Last December, President Benigno Aquino III appointed former senator Panfilo Lacson as the Presidential Assistant for Rehabilitation and Recovery to allow the government to focus on the task of rebuilding Visayas. It is also his job to coordinate with the NDRRMC and its member agencies and consult with the concerned local government units in the formulation of plans and programs for the rehabilitation, recovery and development of the affected areas.  He is expected to exercise oversight on relevant state agencies in the rehabilitation and recovery effort and call upon state bureaus for assistance in carrying out his mandate.

Balisacan said it would probably take three to four years for the affected areas to recover. Building permanent settlements for the displaced typhoon survivors would require more time since local government units in the areas affected have yet to update their land use plan and geohazard maps. He says currently, the government’s priority are those who could no longer move back to the hazard zones.

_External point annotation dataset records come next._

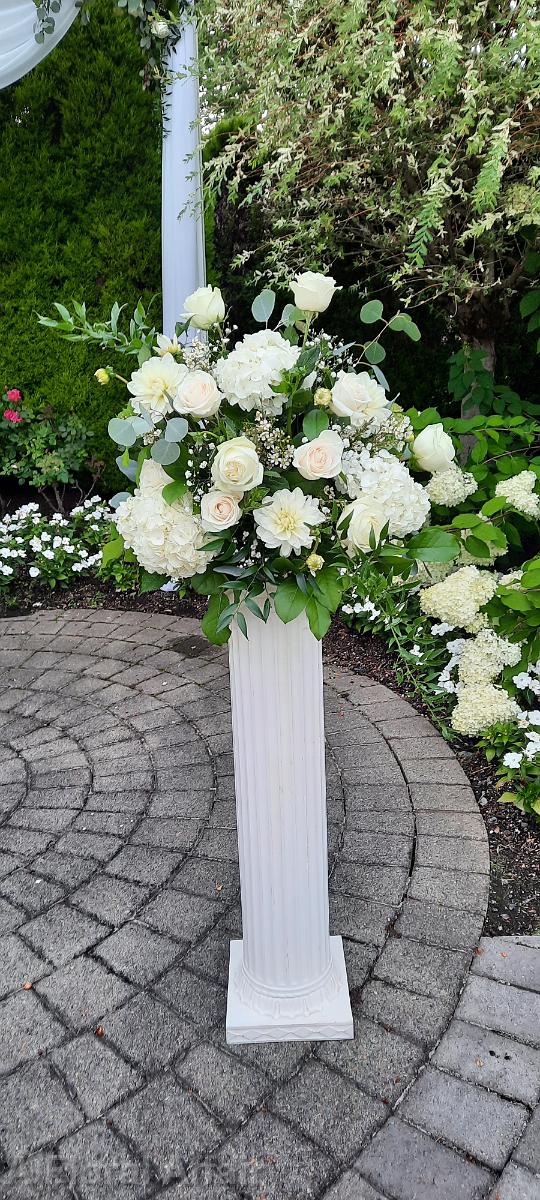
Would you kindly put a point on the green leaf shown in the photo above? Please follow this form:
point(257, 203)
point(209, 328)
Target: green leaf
point(177, 429)
point(165, 453)
point(371, 312)
point(288, 601)
point(217, 605)
point(315, 421)
point(263, 306)
point(375, 353)
point(319, 618)
point(151, 582)
point(112, 550)
point(173, 491)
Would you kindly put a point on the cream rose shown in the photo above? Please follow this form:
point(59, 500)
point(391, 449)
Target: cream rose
point(312, 292)
point(237, 467)
point(367, 516)
point(198, 395)
point(219, 511)
point(205, 307)
point(433, 449)
point(319, 459)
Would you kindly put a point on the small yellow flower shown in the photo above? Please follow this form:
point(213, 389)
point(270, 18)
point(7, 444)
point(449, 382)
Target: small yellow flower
point(323, 397)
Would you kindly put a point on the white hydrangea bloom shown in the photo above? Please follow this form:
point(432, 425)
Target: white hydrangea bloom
point(166, 539)
point(391, 485)
point(481, 705)
point(451, 486)
point(520, 492)
point(249, 375)
point(485, 657)
point(459, 598)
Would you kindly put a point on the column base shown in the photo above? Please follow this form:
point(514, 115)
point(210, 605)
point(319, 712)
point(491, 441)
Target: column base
point(331, 1021)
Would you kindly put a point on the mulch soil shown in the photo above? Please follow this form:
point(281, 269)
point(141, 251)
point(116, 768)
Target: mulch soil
point(514, 838)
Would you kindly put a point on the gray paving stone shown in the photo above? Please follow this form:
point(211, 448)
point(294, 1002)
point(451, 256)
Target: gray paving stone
point(109, 899)
point(35, 1110)
point(504, 959)
point(407, 1163)
point(61, 933)
point(420, 1018)
point(502, 1008)
point(379, 1061)
point(477, 1121)
point(100, 1167)
point(329, 1109)
point(18, 964)
point(181, 916)
point(496, 1062)
point(516, 1183)
point(168, 1126)
point(439, 925)
point(149, 1033)
point(28, 1030)
point(138, 953)
point(83, 991)
point(39, 1176)
point(527, 1152)
point(423, 969)
point(226, 1085)
point(268, 1158)
point(31, 892)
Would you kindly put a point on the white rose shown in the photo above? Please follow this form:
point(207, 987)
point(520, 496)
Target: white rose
point(366, 516)
point(205, 307)
point(433, 449)
point(360, 400)
point(198, 395)
point(219, 511)
point(319, 459)
point(237, 467)
point(312, 292)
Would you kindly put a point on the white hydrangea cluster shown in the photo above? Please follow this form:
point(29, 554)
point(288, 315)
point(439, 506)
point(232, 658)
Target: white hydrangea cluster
point(389, 483)
point(459, 598)
point(451, 486)
point(247, 375)
point(165, 538)
point(520, 492)
point(481, 705)
point(484, 657)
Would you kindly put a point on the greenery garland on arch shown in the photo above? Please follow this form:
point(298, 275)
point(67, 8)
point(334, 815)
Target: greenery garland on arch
point(160, 27)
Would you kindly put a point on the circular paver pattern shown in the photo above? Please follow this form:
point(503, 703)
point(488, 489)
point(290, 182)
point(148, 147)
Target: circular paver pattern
point(119, 894)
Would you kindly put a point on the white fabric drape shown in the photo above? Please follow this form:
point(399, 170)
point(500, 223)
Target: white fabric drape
point(19, 52)
point(181, 211)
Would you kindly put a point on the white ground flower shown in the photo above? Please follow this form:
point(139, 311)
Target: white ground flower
point(249, 375)
point(520, 492)
point(481, 705)
point(286, 519)
point(451, 486)
point(155, 385)
point(459, 598)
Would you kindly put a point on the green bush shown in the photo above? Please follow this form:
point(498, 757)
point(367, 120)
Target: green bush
point(79, 211)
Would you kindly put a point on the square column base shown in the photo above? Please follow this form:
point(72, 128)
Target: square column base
point(334, 1021)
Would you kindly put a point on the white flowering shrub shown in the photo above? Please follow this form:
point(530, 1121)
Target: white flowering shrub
point(54, 550)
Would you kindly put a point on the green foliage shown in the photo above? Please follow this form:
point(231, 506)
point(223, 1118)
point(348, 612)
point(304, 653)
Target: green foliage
point(79, 213)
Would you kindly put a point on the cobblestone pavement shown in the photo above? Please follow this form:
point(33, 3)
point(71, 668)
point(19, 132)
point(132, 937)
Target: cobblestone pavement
point(118, 898)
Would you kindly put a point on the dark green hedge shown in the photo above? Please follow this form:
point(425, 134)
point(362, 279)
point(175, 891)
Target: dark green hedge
point(79, 210)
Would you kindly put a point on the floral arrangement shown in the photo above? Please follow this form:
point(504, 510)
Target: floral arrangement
point(265, 472)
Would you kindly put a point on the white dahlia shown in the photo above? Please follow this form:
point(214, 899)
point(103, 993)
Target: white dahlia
point(251, 371)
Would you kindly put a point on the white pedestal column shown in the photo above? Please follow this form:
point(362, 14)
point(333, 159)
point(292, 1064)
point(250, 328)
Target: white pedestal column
point(287, 977)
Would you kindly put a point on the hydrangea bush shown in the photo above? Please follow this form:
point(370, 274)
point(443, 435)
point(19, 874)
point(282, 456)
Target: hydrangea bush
point(267, 471)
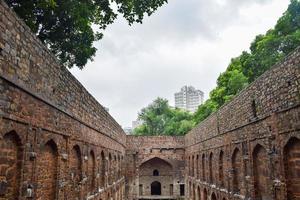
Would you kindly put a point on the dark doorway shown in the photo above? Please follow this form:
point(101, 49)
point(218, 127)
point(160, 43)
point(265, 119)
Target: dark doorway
point(155, 188)
point(156, 173)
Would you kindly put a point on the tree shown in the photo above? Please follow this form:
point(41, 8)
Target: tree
point(160, 119)
point(265, 51)
point(65, 26)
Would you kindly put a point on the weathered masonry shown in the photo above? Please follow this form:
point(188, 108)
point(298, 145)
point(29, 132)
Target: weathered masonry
point(155, 167)
point(58, 143)
point(250, 148)
point(56, 140)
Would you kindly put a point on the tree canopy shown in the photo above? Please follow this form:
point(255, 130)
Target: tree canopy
point(65, 26)
point(265, 51)
point(160, 119)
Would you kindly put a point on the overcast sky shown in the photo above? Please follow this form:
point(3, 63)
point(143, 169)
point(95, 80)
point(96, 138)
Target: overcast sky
point(186, 42)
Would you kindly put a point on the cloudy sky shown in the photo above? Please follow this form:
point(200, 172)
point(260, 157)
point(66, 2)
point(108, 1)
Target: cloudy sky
point(186, 42)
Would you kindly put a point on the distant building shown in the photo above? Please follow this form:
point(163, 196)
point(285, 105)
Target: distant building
point(106, 108)
point(189, 98)
point(128, 130)
point(136, 123)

The DOH, for its part, is working on a report to be submitted to President Aquino, recommending further steps beyond the early recovery phase. “What helped us here were our skills and experience from past disasters. I was a veteran of the Ormoc flash flood in the nineties. Secondly, we get a lot of help, sometimes, even unsolicited. From international organizations to domestic, everyone helped,” Tayag says. Latest data from the Philippine government show that P23 billion ($539 million) has already been pledged by the international community as aid for the Haiyan survivors.

The government has so far received P593 million ($12.34 million) in cash out of the total amount pledged. But despite the outpouring of support and experience from previous calamities, Tayag concedes that the government was only able to do so much given Haiyan’s impact in Visayas. “You can only spring back so much. We’re not washing our hands but at least we were able to respond. It may not have been timely, it may not have been adequate, but there was real effort to help. There was real effort to cushion the health impact,” Tayag says.